17 January 08 | Chad W. Post

Along with a few other independent booksellers and librarians, Karl Pohrt—owner of the amazing Shaman Drum Bookshop —is in China for the Beijing Book Fair, where he’ll be giving this speech on independent bookselling in America.

Additionally, he’s writing a daily blog about the trip, which can be found in its entirety here.

January 14, 2008

“More people mean a greater ferment of ideas, more enthusiasm and more energy.”—Mao Zedong

Paul and Rick leave for home this morning.

The pollution index is very high today. The world here is hazy and dim by midday. I can actually taste the exhaust.

I meet Claudia Ross, a Professor of Chinese Language and Linguistics at the College of the Holy Cross in Worcester, MA, in front of the Beijing Books Building. Claudia, my friend Daniel Goldin’s sister, has been in China with her husband on and off since the end of the Cultural Revolution. She is here doing research for the academic year. For those of you who aren’t in the book business, Daniel is the buyer at the Harry W. Schwartz Bookshops in Milwaukee.

Claudia and I have lunch on the top floor of a department store not far from the bookshop. She orders Shuh Yang Rou, which she tells me is a traditional Beijing winter dish. It’s a kind of Chinese style fondue. Our waitress places a pot of boiling spicy broth on a hot pad at our table and brings us heaping plates of mushrooms, spinach, bean curds, broccoli and thin slices of lamb along with a sesame sauce to dip the food in after it is cooked.
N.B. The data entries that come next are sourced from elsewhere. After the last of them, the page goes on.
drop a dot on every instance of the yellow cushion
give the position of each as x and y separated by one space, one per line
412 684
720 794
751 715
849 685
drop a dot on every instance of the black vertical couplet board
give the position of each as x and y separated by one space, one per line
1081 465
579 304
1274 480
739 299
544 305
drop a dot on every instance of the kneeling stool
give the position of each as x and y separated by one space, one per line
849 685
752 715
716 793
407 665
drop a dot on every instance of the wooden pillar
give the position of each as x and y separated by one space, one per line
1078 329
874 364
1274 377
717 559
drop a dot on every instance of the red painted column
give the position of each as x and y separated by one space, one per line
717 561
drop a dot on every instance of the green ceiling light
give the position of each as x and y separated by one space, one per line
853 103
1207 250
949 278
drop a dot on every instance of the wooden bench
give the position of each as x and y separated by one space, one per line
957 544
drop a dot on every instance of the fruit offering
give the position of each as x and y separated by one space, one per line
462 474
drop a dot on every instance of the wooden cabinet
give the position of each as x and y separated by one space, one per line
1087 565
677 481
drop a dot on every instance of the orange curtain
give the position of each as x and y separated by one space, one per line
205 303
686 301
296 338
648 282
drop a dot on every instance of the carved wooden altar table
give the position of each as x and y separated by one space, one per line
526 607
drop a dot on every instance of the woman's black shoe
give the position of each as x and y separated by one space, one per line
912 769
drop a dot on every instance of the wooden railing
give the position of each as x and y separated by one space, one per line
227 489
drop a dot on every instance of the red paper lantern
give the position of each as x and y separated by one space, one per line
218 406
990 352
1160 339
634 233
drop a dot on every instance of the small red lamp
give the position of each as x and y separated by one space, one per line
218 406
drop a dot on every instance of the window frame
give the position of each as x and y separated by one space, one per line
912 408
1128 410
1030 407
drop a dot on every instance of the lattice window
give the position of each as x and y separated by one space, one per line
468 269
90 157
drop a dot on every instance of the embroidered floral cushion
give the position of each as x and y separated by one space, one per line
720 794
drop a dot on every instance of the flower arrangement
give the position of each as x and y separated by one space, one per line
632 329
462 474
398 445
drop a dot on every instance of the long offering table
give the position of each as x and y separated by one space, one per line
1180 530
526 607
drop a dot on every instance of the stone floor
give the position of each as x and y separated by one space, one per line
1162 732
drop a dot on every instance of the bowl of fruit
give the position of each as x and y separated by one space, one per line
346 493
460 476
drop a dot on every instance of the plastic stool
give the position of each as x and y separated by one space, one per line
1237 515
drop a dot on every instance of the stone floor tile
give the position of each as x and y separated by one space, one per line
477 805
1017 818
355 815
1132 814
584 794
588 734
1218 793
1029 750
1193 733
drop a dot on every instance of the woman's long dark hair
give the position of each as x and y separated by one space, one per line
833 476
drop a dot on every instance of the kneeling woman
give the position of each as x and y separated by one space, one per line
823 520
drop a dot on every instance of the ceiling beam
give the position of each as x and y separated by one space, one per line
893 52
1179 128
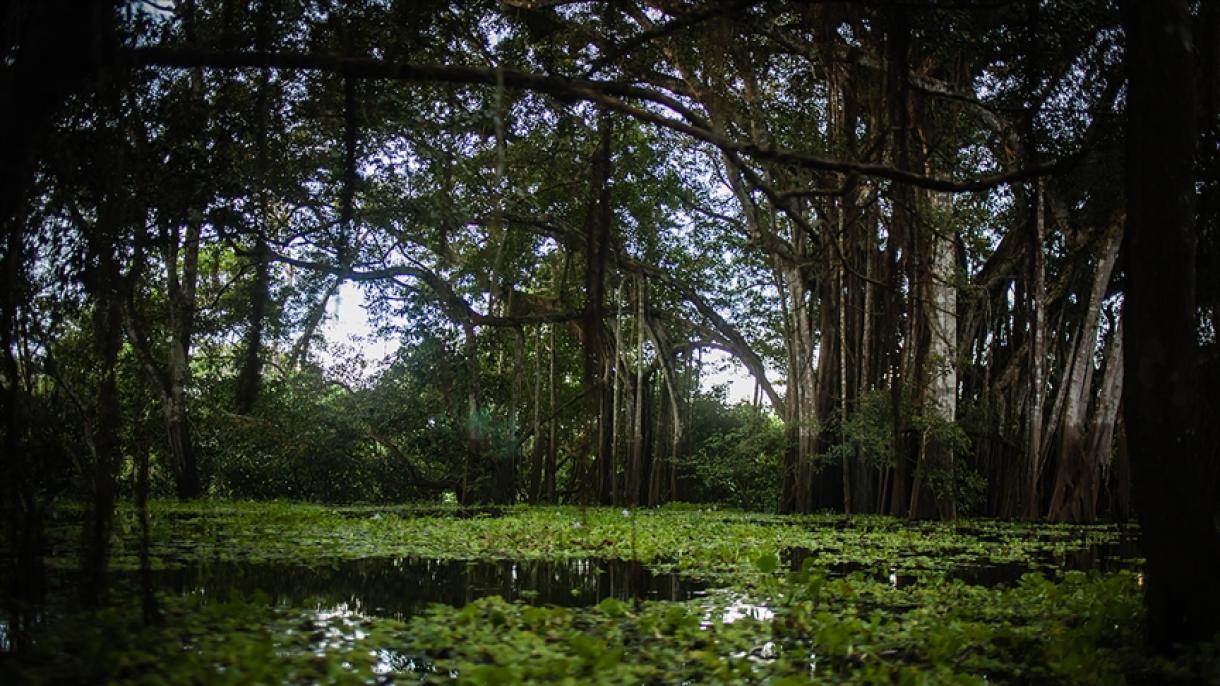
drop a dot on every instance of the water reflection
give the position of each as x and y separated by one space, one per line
403 586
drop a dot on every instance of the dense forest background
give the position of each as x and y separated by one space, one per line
965 249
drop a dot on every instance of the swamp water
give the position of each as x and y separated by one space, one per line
399 587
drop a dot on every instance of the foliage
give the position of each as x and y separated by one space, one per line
735 457
766 620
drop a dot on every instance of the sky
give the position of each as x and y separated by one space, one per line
348 326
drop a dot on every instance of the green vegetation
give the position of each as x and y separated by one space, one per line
789 599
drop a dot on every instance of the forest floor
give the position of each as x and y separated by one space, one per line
275 592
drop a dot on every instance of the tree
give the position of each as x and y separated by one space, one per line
1170 427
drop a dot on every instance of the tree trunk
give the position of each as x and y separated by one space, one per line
1037 358
1077 476
1170 432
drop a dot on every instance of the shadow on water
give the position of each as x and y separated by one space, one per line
403 586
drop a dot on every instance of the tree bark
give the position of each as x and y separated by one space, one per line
1170 432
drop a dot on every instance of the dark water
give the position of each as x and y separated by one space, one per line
403 586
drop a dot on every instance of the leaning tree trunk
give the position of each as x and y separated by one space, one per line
1077 476
941 398
1170 435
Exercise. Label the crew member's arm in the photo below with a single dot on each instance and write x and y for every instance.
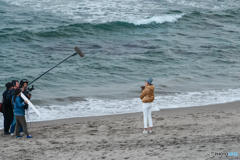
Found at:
(9, 94)
(19, 103)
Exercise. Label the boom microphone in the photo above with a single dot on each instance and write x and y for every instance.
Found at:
(78, 51)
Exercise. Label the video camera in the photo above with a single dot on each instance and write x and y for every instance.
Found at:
(26, 81)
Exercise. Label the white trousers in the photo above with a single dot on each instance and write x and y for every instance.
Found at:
(147, 114)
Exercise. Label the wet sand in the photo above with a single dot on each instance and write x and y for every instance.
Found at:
(191, 133)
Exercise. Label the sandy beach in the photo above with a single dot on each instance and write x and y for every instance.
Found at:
(192, 133)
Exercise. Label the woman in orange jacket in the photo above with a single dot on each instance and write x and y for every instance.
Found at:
(147, 98)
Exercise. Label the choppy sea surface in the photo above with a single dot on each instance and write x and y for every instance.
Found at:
(189, 47)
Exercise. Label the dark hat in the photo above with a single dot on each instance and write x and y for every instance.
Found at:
(14, 82)
(8, 85)
(149, 80)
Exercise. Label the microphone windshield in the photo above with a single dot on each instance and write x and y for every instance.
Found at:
(78, 51)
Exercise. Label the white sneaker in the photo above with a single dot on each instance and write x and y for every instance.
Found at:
(145, 131)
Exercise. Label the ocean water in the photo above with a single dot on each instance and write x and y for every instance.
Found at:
(189, 47)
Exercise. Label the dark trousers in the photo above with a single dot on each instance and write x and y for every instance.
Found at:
(8, 117)
(20, 120)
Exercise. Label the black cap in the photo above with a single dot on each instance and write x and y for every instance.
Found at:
(8, 85)
(14, 82)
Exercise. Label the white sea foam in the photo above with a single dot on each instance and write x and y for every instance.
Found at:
(157, 19)
(97, 107)
(94, 11)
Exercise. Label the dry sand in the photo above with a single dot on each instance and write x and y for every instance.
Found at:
(182, 134)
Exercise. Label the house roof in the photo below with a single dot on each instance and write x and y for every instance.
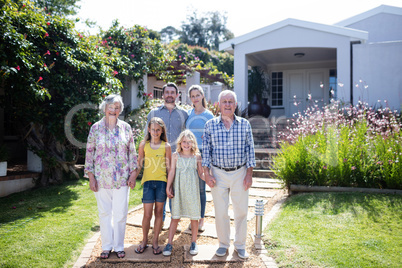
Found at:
(352, 33)
(370, 13)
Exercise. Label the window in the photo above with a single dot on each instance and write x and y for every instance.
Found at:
(332, 84)
(277, 89)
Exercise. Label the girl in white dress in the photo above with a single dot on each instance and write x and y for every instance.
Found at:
(183, 188)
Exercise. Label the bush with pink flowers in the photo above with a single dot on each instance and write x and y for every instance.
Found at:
(353, 146)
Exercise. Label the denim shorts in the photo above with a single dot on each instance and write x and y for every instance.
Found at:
(154, 191)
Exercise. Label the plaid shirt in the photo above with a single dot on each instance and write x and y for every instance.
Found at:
(228, 148)
(175, 122)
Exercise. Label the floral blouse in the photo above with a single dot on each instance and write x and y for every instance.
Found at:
(111, 154)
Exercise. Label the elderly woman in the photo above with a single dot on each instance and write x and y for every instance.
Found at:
(110, 161)
(197, 117)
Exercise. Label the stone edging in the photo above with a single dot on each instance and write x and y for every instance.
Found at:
(258, 243)
(305, 188)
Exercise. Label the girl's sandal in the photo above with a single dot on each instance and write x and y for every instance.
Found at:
(140, 249)
(121, 254)
(156, 250)
(105, 254)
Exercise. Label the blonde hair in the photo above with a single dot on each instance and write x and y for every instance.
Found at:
(199, 88)
(189, 135)
(158, 121)
(112, 98)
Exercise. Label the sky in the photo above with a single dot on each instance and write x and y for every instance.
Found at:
(242, 17)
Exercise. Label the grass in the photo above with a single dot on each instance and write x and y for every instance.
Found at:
(48, 227)
(337, 230)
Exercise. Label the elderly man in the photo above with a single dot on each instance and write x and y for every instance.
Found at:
(172, 115)
(228, 159)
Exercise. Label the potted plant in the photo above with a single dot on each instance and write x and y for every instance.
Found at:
(3, 160)
(258, 90)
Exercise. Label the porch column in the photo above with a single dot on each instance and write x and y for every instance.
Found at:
(241, 80)
(343, 72)
(191, 79)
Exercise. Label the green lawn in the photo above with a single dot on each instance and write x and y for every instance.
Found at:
(48, 227)
(337, 230)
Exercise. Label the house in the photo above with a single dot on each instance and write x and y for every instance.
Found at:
(358, 59)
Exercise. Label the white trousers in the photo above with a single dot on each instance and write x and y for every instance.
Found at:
(113, 208)
(230, 183)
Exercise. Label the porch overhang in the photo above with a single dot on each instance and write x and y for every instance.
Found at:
(352, 34)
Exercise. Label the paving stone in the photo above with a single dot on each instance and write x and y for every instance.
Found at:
(206, 254)
(251, 201)
(262, 193)
(131, 256)
(136, 220)
(266, 185)
(210, 231)
(267, 180)
(231, 214)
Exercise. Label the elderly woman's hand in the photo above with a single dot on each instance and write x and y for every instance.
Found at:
(93, 184)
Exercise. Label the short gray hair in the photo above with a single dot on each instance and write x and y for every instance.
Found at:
(112, 98)
(226, 92)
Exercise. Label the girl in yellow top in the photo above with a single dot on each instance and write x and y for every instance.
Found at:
(155, 153)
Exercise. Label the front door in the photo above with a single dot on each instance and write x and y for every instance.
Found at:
(305, 89)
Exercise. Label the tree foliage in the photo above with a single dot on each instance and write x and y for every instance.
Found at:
(206, 31)
(47, 68)
(58, 7)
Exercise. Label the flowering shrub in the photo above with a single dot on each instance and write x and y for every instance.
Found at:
(342, 146)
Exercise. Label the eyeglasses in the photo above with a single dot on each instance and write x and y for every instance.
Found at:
(113, 108)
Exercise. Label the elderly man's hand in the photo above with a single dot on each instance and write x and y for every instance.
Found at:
(210, 180)
(248, 181)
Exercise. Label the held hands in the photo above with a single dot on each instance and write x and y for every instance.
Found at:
(248, 180)
(210, 180)
(169, 191)
(132, 179)
(93, 184)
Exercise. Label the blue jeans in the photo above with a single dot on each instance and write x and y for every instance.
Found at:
(154, 191)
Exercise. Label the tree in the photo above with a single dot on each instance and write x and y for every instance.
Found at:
(47, 68)
(168, 34)
(207, 31)
(58, 7)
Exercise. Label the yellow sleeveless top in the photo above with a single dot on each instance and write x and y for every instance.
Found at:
(154, 163)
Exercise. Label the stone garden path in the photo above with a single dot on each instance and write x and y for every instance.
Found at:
(266, 189)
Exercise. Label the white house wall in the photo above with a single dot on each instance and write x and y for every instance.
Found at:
(288, 37)
(379, 67)
(375, 26)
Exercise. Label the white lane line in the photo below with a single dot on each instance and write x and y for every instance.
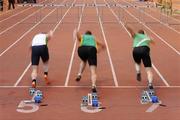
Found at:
(20, 21)
(107, 47)
(153, 32)
(26, 33)
(153, 107)
(106, 87)
(155, 68)
(17, 13)
(73, 52)
(156, 19)
(20, 78)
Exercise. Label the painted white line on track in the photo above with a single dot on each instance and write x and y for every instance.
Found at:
(160, 75)
(26, 33)
(153, 107)
(152, 32)
(20, 78)
(157, 19)
(17, 13)
(73, 52)
(107, 47)
(104, 87)
(20, 21)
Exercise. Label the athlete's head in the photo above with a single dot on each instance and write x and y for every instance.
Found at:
(88, 32)
(141, 31)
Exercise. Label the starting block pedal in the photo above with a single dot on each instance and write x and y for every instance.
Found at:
(37, 95)
(90, 100)
(149, 96)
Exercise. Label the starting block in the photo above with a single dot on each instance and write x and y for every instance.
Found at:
(37, 95)
(90, 100)
(148, 96)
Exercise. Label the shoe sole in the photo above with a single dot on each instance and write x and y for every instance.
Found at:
(47, 81)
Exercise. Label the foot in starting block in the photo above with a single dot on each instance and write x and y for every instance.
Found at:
(32, 91)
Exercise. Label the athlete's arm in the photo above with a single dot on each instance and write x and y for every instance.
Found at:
(49, 35)
(130, 31)
(100, 44)
(78, 35)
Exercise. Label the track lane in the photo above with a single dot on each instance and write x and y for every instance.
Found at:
(21, 55)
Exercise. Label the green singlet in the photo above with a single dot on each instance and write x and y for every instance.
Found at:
(88, 40)
(141, 40)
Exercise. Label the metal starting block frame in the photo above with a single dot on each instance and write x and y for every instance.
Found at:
(146, 96)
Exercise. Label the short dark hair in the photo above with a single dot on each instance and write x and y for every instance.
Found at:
(141, 31)
(88, 32)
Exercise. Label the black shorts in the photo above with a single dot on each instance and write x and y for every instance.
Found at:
(39, 52)
(88, 53)
(142, 52)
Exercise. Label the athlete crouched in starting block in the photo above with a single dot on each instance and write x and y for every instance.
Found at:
(141, 51)
(87, 51)
(40, 50)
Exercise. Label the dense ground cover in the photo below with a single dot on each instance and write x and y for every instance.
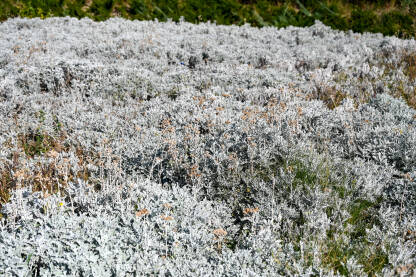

The food is delicious.

I ask Claudia too many questions about all the things I’ve seen this week that I don’t understand, and she very graciously attempts to clue me in.

Our group has noticed that Beijing is very homogeneous. For the capital of a world class city, there is not much ethnic and racial diversity. Non Han people really stand out here. Claudia laughs and agrees.

On the subject of the relationship between the people and the state here, Claudia says there is a very clear line and everybody understands that if they cross it there will be consequences. On the other hand, average citizens are willing to give the government the benefit of the doubt, probably a carry-over of Confucian values.

When I mention the problems of cigarette smoking and pollution in Beijing, Claudia tells me that they are making strides. You are no longer allowed to smoke on trains and planes here.

“I suppose you’ve noticed all the spitting,” she says. Yes, I have, but then I’ve been hacking myself in my hotel room in the morning and I figure it is a response to the pollution. “No,” she says. “People here believe it is healthy to clear your throat and spit.”

In retrospect, I’m sorry I didn’t connect with Claudia earlier. She is a charming and knowledgeable guide to China.

Allison Hill suggests we all spend our last night in Beijing watching a performance by Chinese acrobats at the Chaoyang Theater. The show is a remarkable spectacle. The costumes, lighting and booming music are over the top, which is completely appropriate. The acrobats hurtle, fling and flip through the air as if they are weightless. The audience is surprisingly raucous. They whistle, clap and shout. The scene reminds me of appearances by James Brown and the Fabulous Flames in Flint back in the 1960s. Many of the people in the audience tonight are elderly Chinese, and this is really pre-television entertainment. The theater is quite cool—it’s probably unheated—and we keep our jackets on.

Allison has also made dinner reservations for us at the Summit Club, which is on the top floor of a high-end hotel. This is one of those circular restaurants that move slowly in a 360 degree circle while diners view the city. Two entertainers are singing soft rock tunes in English (Gordon Lightfoot, Joni Mitchell). Unfortunately, the ambiance of the whole experience is compromised by the fact that the city below us is almost unidentifiable in a thick haze of carcinogenic particles.

The Brits tell us they have felt an air of unreality about this trip (so have we), and they cope with this by imagining themselves to be inside a film. This leads to a great deal of cheap talk over dinner about which actors would be appropriate to play us (I suggest Brad Pitt for me) and how the film should end.

Despite our attempts at levity and despite the opulence of our surroundings, we’re all somewhat subdued. It is the end of this remarkable experience. Tomorrow we begin the Long March back home.

We pose for a last group picture on the staircase in the fancy hotel.